対象者が異なるため【フォージドカーボン】がソールに使用されない機種もあるが、AI設計がドライバー同様に圧倒的な進化をした。今回の【AI FLASHフェース】は数万行ものコードをスーパーコンピュータが計算、着弾点のバラつきも抑えるように開発されており、高MOIと高初速を同時達成したとか。
「1W以上にネジレず初速が出る」
「今年のベスト候補」と『パラダイム』のドライバーを絶賛した鹿又だが、冷静な表情でフェアウェイウッドに関してもいきなりこう言う。
「FWはロフトで用途が変わるので、ヘッドサイズも含めて選べばいいんだけど、今回の『パラダイム』に関しては、FWも【曲がりにくさ】と【初速の出方】と【オフセンターヒット時の球のねじれにくさ】は、ドライバー以上に出てます。自分が打って、フェアウェイでミート率1.5が出続けるなんて、ほとんど無いことじゃないですか。今もかなり手前から入って1.48でしょ?
ただ数字が出るだけじゃなく、コースに行った時に違う。自分たちがスコアメイクする時って【ナイスショットとミスショットの差が少ないものの方がいい】という選び方を必ずします。『FWはミスショットで選んだ方がいいよ』って。で、その差がほんとに少ないのが今回の『パラダイム』シリーズだと思っていて、本当に実戦向きに仕上がってますよね」
ドライバーのヘッドスピードが約41m/sの鹿又が5Wを打って、『パラダイム』も『パラダイム X』もほぼ同じ227ヤード前後のデータだった。これについては、「同じ純正シャフトだから、番手によってこの2つは選び分けるのもアリ」だと言う。
「ロフトが立ったもの(例えば3W)はドライバーと同じものを選んで、5Wとか7Wは『パラダイム X』だった人でも、より左を消せる『パラダイム』でもいいと言う人も出てくるでしょうね。ティショット重視で考えるのか、セカンド重視で考えるのか?という観点で『パラダイム』と『パラダイム X』を選び分けてもいいと思います」
「UTはつかまりで選び分け」
ただし、この考え方は『パラダイム』『パラダイムX』『パラダイム MAX FAST』の3機種が用意された「ユーティリティには通用しない」と言う。
「UTほど【つかまった方がやさしい】って思う人と、【左に行かないからやさしい】って思う人が分かれるクラブって無いと思うんですよ。自分はいろんなライで打ったりするから、つかまって打ち出しが高く出るものの方がやさしいタイプなので、『パラダイム X』の方が凄く使いやすいです。

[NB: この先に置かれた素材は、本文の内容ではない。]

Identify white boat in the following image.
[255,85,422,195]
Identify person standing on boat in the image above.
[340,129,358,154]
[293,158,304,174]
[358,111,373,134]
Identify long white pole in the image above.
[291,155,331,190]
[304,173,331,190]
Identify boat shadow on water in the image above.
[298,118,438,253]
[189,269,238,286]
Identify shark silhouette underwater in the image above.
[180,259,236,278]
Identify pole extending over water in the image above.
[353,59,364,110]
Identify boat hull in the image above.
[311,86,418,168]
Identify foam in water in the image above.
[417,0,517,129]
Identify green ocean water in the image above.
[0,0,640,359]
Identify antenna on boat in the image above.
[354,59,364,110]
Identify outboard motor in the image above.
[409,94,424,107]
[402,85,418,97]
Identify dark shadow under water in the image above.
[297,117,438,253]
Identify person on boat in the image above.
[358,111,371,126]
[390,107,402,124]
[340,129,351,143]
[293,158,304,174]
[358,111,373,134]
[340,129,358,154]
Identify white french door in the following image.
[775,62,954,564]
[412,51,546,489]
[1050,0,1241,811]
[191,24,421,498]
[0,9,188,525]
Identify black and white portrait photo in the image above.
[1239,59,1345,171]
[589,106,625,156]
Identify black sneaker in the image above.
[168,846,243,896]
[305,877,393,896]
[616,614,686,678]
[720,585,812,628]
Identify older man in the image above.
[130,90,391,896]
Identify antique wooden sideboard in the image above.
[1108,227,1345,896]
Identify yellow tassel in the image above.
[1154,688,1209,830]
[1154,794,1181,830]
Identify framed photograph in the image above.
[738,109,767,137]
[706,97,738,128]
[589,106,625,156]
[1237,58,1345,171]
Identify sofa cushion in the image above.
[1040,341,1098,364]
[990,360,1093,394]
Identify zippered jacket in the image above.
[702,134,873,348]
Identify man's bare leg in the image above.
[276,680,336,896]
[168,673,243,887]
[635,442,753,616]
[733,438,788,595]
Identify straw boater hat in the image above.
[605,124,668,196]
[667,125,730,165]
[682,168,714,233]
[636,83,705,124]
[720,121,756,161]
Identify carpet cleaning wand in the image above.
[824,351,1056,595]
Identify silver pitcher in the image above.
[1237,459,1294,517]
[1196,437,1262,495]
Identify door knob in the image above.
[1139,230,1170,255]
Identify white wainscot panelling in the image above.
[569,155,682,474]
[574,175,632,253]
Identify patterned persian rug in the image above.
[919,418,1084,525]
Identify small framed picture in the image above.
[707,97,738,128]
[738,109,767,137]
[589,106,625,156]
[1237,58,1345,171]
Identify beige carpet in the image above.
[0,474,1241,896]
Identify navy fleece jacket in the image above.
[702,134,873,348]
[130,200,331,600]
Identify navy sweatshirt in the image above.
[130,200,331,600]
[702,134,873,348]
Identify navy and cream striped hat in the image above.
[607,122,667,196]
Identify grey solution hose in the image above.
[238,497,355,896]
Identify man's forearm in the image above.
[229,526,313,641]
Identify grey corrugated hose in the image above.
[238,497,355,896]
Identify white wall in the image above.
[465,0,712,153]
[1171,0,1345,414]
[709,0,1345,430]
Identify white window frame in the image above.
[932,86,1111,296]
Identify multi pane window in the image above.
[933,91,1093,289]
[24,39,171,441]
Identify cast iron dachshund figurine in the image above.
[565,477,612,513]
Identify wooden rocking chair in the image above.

ただ、持ち球が逆(鹿又は基本フェーダー)の人からすると、左に行くのが嫌だと振れなくなっちゃいますよね。だから、つかまる『パラダイムX』ではなく、『パラダイム』の方が合うパターン。これは、ヘッドスピードではなくて、どっちのミスが嫌かによって、どちらかを選ぶのがいいと思います」
左右のつかまりの話がメインになったが、フェアウェイウッド同様、肝心の飛びに関してはどうか。4H(ロフト21°前後)で当初の想定は「190くらいかな」と言いつつ、210ヤードを全機種軽くオーバーした鹿又。前作よりウッドライクなトウ側が下がった顔も好印象だと言う。
「形状も良くなったけど、ロフトが寝てくるユーティリティなのに、やっぱりコレもミート率1.5を連発でしょ。初速が出てるってことだから、ロフトの設定よりも飛んでくるに決まってますよね!UTはロフトも長さも各社いろいろだけど、『パラダイム』の場合、ロフトと番手の想定よりもミート率も初速も断然上って形ですよ」。
「多様化のアイアンはオートマ感が鍵」
最後にチェックしたのが、『パラダイム』『パラダイム X』『パラダイム MAX FAST』と、ユーティリティ同様に3機種用意されているアイアンだ。まず、この選び方の背景にある、アイアンの多様化について話す鹿又。
「キャロウェイさんでも最新の10機種以上もアイアンが用意されてますよね。何でそうなったかっていうと、素材だったり、ロフト設定だったり、操作性や打感とか、好みがすごく多様化しているから。だから、【どっちがやさしいから使った方がいいよ】っていう選び方ができないのがアイアンなんです。他のクラブと同様、中心となるのは、『パラダイム』と『パラダイム X』の2つですけど、まず、この2機種を見るべきですね。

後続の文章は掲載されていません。